3000 Flüge in Europa gestrichen

In Frankfurt musste der Flughafen am frühen Morgen für dreieinhalb Stunden gesperrt werden. «Die eine Piste war geräumt und am anderen Ende schon wieder zugeschneit», erklärte ein Flughafensprecher. Am Vormittag konnte der Betrieb zwar wieder aufgenommen werden, mehr als 500 Flüge wurden bis am Nachmittag aber trotzdem gestrichen.

Auf den Flughäfen Paris-Charles de Gaulle und Brüssel-Zaventem fielen zahlreiche Flüge aus oder verspäteten sich. Allein am Montag waren nach Angaben der europäischen Flugsicherung in Europa 3000 Flüge gestrichen worden.

«Schneeball-Effekt»

Das Schneechaos in London, Frankfurt und Paris zog im «Schneeball-Effekt» wiederum die übrigen Flughäfen Europas in Mitleidenschaft - auch wenn der Betrieb dort dank dem Tauwetter völlig normal lief. Am Flughafen Zürich wurden bis am Abend 28 Starts und 30 Landungen annulliert. Am Flughafen Basel-Mülhausen fielen 14 Flüge aus.

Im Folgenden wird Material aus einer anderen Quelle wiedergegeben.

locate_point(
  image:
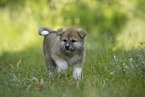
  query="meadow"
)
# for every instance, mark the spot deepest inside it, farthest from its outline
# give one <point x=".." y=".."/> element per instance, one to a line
<point x="115" y="48"/>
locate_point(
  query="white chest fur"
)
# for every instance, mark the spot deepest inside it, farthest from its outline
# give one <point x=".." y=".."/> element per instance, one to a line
<point x="71" y="61"/>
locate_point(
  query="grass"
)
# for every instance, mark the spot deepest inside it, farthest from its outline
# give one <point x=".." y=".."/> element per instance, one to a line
<point x="115" y="49"/>
<point x="105" y="73"/>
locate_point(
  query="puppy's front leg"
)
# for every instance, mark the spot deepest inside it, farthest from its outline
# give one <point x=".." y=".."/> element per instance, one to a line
<point x="61" y="64"/>
<point x="77" y="70"/>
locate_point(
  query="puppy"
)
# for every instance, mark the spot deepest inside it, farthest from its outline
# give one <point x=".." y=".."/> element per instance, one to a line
<point x="62" y="48"/>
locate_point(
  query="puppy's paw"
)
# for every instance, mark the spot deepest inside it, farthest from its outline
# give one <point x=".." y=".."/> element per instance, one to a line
<point x="77" y="73"/>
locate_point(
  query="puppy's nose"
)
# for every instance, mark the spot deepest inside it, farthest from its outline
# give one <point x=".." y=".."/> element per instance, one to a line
<point x="67" y="47"/>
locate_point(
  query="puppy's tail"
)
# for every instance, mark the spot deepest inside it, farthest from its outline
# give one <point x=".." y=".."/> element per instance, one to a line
<point x="45" y="31"/>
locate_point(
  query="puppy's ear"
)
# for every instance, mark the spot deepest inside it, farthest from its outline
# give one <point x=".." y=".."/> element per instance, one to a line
<point x="60" y="31"/>
<point x="82" y="33"/>
<point x="44" y="31"/>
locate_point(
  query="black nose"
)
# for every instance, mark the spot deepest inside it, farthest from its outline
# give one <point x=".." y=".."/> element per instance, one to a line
<point x="67" y="47"/>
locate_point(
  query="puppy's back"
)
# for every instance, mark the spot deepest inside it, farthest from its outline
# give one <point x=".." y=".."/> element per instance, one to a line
<point x="48" y="42"/>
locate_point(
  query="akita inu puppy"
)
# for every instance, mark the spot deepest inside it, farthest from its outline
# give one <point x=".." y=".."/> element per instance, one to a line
<point x="62" y="48"/>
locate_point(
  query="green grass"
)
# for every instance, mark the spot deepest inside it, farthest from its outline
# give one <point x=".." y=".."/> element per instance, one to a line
<point x="115" y="48"/>
<point x="105" y="74"/>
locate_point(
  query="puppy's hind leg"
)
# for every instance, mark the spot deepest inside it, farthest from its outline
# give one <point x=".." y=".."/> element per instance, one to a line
<point x="50" y="65"/>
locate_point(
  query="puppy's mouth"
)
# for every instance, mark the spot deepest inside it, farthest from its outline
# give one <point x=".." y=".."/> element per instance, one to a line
<point x="69" y="49"/>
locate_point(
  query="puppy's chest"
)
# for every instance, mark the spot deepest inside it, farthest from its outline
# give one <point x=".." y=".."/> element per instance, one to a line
<point x="73" y="60"/>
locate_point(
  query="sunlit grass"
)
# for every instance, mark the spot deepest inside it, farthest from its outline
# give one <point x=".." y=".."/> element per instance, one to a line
<point x="112" y="67"/>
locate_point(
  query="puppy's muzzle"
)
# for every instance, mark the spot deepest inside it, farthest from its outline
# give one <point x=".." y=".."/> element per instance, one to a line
<point x="69" y="47"/>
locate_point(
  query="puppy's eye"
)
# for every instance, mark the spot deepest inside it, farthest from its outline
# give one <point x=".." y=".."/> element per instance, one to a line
<point x="64" y="40"/>
<point x="73" y="41"/>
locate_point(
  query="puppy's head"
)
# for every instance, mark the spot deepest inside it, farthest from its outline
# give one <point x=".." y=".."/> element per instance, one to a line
<point x="71" y="38"/>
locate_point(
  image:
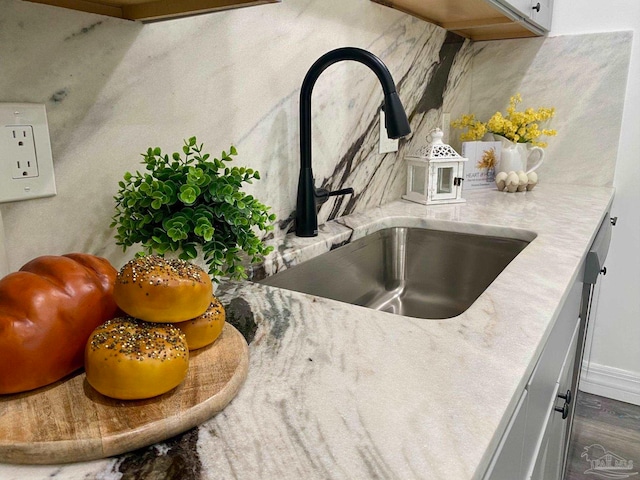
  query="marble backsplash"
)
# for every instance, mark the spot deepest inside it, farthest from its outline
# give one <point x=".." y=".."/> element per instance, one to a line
<point x="113" y="88"/>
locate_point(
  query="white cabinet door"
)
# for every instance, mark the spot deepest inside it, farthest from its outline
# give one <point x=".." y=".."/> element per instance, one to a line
<point x="507" y="461"/>
<point x="541" y="13"/>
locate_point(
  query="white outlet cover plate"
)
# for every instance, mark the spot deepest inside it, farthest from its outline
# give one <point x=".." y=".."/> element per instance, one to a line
<point x="43" y="184"/>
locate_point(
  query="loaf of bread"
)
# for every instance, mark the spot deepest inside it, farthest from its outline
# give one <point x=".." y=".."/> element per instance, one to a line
<point x="205" y="329"/>
<point x="48" y="309"/>
<point x="129" y="359"/>
<point x="161" y="290"/>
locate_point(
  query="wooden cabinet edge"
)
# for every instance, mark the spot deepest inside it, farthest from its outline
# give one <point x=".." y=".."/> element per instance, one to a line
<point x="498" y="27"/>
<point x="154" y="10"/>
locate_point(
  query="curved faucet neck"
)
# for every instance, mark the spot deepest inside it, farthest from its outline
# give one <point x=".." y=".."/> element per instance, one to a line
<point x="320" y="65"/>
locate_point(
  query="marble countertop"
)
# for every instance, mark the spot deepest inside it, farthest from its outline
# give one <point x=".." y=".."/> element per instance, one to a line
<point x="341" y="391"/>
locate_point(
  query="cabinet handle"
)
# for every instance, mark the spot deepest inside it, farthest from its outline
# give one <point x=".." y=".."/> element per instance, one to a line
<point x="566" y="397"/>
<point x="564" y="410"/>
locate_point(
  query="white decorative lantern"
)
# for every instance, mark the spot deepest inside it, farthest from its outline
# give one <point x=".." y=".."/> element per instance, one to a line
<point x="435" y="173"/>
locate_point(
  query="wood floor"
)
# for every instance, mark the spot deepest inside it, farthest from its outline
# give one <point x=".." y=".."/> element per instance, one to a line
<point x="604" y="429"/>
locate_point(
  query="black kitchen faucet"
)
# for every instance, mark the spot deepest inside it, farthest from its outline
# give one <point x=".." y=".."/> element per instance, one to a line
<point x="396" y="124"/>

In Wien sassen rund 500 Passagiere fest, deren Maschinen nicht starten konnten. Hamburg und München kämpften mit ähnlichen Problemen.

Angesichts des Flugchaos in Europa bestellte die EU-Kommission die Flughafen-Chefs ein. «Diese Situation ist inakzeptabel und darf sich nicht wiederholen», sagte Verkehrskommissar Siim Kallas in Brüssel.

Er rief die Flughafenbetreiber auf, sich gegen Schnee und Eis besser zu wappnen. Andernfalls behält sich die Kommission vor, Gesetze für Mindestanforderungen an Flughäfen zu erlassen.